Ce problème politique se complique d’un problème psychique, qui est aussi un problème d’aliénation, un problème de folie. Car il y a une histoire de nos folies : nous avons déployé la liberté de « choisir » nos combinaisons, nos conditions. Puis nous avons compris que cette liberté déterminait une augmentation extraordinaire de la responsabilité, et nous avons célébré l’avènement de l’individu responsable, capable de s’impliquer en même temps dans plusieurs jeux, de se plier simultanément de lui-même au plaisir et à l’excellence de plusieurs règles. Mais nous avons peu à peu compris, et on entre ici dans l’histoire de notre découragement moral et politique, que cette liberté pouvait être angoissante, et cette responsabilité épuisante. On ne peut pas être tout le temps à ce point insouciant de sa propre cohérence, de sa propre identité. On ne peut pas se croire forts sur tous les tableaux, ni croire qu’on sera toujours les plus forts. L’émancipation absolue se brise sur une limite qui devait la fonder : on ne peut pas se choisir soi-même, se donner toutes ses conditions, sans sombrer dans un « conformisme ultime » — pour reprendre l’idée superbe du film Zelig de W.Allen, qui est un des plus grands commentaires philosophiques des apories comiques du sujet paulinien. On ne peut pas être « tout à tous » et adopter indifféremment tous les langages et les règles de vie des autres, par une sorte d’amour qui passe toute langue, sans finir par s’isoler dans une langue privée, dans une langue vide.
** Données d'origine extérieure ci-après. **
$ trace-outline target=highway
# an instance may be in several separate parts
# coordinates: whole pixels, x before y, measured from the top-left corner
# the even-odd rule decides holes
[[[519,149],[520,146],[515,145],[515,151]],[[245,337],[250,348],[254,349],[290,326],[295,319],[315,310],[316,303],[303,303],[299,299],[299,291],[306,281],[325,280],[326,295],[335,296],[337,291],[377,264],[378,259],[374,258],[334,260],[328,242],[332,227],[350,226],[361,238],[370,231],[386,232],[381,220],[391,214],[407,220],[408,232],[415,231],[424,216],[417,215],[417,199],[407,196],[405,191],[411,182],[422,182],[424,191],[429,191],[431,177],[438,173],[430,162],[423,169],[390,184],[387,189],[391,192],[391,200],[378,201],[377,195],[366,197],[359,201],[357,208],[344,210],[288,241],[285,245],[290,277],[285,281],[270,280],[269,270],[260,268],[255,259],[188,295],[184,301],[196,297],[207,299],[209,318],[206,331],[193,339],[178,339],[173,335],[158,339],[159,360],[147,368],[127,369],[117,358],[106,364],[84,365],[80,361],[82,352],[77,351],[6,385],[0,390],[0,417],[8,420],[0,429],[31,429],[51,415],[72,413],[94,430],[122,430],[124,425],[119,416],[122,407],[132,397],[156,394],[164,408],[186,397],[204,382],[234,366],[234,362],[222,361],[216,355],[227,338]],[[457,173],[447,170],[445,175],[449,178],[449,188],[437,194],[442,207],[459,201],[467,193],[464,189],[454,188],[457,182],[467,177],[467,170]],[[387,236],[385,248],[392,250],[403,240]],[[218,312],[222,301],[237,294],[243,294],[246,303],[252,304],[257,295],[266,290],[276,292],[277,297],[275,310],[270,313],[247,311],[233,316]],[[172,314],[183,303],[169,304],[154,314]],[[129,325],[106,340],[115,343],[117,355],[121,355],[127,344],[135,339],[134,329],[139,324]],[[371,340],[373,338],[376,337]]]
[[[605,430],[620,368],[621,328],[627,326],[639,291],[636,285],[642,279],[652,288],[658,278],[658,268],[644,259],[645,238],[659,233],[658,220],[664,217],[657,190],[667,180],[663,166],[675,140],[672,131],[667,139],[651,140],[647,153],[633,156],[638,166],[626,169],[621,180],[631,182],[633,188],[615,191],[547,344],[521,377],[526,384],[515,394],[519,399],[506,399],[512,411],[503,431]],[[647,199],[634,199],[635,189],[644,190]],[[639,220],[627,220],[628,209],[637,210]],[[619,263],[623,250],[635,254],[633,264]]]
Nous avons donc besoin de lire Paul aujourd’hui, notre mémoire l’exige pour comprendre un peu plus ce que nous faisons, et pour vouloir un peu plus ce que nous disons. Merci à Luis-Fernando Garcia-Viana de nous en donner une si belle introduction.
Olivier Abel
« Préface » à Luis Fernando Garcia-Viana Caro,
Pablo su mundo su teologia y sus cartas,
San Sebastian Instituto Superior Ciensas Religiosas « Pio XII », 2009.